La Pedagogía Andariega los acoge y los revaloriza no como ornamentos culturales, sino como fuentes legítimas de aprendizaje, que dialogan con las necesidades del presente. Caminar con la tierra es también escuchar lo que ella enseña, observar sus ritmos, aprender de los mayores, recuperar la narración oral, los gestos de cuidado, la sabiduría que se transmite en el trabajo compartido.
Las concomitancias entre la Pedagogía Andariega y las pedagogías descoloniales son múltiples y fecundas. Entre ellas:
-La desobediencia al aula como centro del conocimiento. Ambas proponen desplazarse: física, afectiva y epistemológicamente. En vez de imponer, se disponen a escuchar lo que cuenta la calle. Esa “puta calle”, como la denominan los que ven en ella un peligro, una subversión.
-La centralidad del territorio. El saber no se extrae: se cultiva. El entorno no es contexto, sino maestro. Aprender en la huerta, en el río, en la plaza, en la cocina, en la fábrica, en la oficina…, es una forma de recuperar la educación útil, la que interesa.
-El valor de la experiencia encarnada. Andariegos y descoloniales coinciden en que se aprende con los pies, con las manos, con el corazón. No basta con saber sobre algo: hay que vivirlo, sentirlo, comprometerse.

-La horizontalidad como base del vínculo educativo. Frente a la autoridad vertical del sistema escolar moderno y ese otro tecnológico que nos atenaza, ambas pedagogías promueven un aprendizaje relacional, donde el adulto no es dueño del saber, sino compañero de camino.
-La recuperación de la memoria colectiva. Las historias silenciadas, los nombres borrados, las lenguas negadas reaparecen como fuente de dignidad y de sentido. La Pedagogía Andariega se une así a los esfuerzos por restituir el relato plural de lo humano. También el paisaje y el mundo animal tienen mucho que contar…
La Pedagogía Andariega no pretende sustituir un currículo por otro, ni simplemente “incluir” contenidos ancestrales o descoloniales en la escuela. Su propuesta es más radical: reimaginar la educación como una experiencia compartida de búsqueda, reciprocidad y transformación, donde cada territorio, cada comunidad, cada niño y cada docente puedan encontrar su palabra, su número de calzado y su paso.

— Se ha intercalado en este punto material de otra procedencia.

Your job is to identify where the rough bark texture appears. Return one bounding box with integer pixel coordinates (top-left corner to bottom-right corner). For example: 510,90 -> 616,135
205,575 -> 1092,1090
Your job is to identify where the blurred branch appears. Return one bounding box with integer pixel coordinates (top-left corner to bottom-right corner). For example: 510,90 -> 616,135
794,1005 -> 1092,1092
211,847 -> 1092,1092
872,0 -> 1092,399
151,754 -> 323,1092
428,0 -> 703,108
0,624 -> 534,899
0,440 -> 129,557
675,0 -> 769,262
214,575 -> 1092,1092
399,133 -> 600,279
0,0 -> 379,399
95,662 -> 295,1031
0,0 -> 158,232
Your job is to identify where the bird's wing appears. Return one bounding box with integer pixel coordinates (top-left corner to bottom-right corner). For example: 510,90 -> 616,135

Esto implica transformar el papel del docente, que ya no se define por lo que explica, sino por cómo acompaña, por cómo facilita la comunicación, cómo conecta los intereses de los que saben y de los que quieren saber. Y transformar también la idea misma de evaluación, que deja de ser medida y se vuelve conversación, gesto y trabajo colaborativo.

Las pedagogías descoloniales nos recuerdan que otro mundo didáctico ya existe: late en las prácticas de resistencia, en las actitudes positivas y solidarias, en las voces que aún no han sido domesticadas. La Pedagogía Andariega, con su andar lento, curioso y afectivo, (como el de la burrita Molinera que nos acompaña) se encuentra con ese mundo y lo abraza, no desde la nostalgia o el postureo, sino desde la posibilidad y el futuro.

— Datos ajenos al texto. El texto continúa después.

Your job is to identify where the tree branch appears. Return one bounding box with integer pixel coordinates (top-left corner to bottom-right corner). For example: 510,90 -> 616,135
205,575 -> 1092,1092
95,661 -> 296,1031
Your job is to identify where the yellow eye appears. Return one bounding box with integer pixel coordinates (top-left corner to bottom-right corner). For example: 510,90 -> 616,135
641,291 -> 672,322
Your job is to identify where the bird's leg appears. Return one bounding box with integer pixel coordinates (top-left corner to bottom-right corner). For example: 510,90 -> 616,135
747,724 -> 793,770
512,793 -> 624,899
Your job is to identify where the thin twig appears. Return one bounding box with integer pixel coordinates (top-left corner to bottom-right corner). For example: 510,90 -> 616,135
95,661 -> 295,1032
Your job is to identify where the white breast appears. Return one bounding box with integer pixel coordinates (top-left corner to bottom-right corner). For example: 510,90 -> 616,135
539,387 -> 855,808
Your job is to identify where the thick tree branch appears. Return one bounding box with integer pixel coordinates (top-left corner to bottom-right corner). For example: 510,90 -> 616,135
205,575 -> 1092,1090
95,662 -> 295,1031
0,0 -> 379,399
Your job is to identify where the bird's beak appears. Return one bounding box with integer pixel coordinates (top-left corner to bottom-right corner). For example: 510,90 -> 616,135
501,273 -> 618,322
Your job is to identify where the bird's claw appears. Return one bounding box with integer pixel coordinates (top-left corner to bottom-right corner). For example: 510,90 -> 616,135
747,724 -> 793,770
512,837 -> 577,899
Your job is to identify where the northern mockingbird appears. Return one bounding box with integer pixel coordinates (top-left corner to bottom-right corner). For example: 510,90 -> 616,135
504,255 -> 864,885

Juntas, ambas pedagogías ofrecen un horizonte común: una educación arraigada, plural, viva, que no tenga miedo de salirse del camino trazado para descubrir los senderos ocultos que llevan a lo esencial.

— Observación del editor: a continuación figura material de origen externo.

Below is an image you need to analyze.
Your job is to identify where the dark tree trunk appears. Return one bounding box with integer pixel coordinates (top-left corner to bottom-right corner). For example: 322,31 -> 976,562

En definitiva, y para concluir, podemos asegurar por propia experiencia que caminar no es sólo desplazarse. Es escuchar, observar, encontrarse. Caminar es una forma de aprender y también una forma de resistir. En la Pedagogía Andariega, caminar se vuelve un acto cotidiano de descolonización: porque nos devuelve al cuerpo, a la comunidad, al paisaje y a la pregunta. Porque nos recuerda que enseñar no es moldear, sino liberar. Y que el aprendizaje no se lleva a cabo por decreto, ni se impone: se recorre.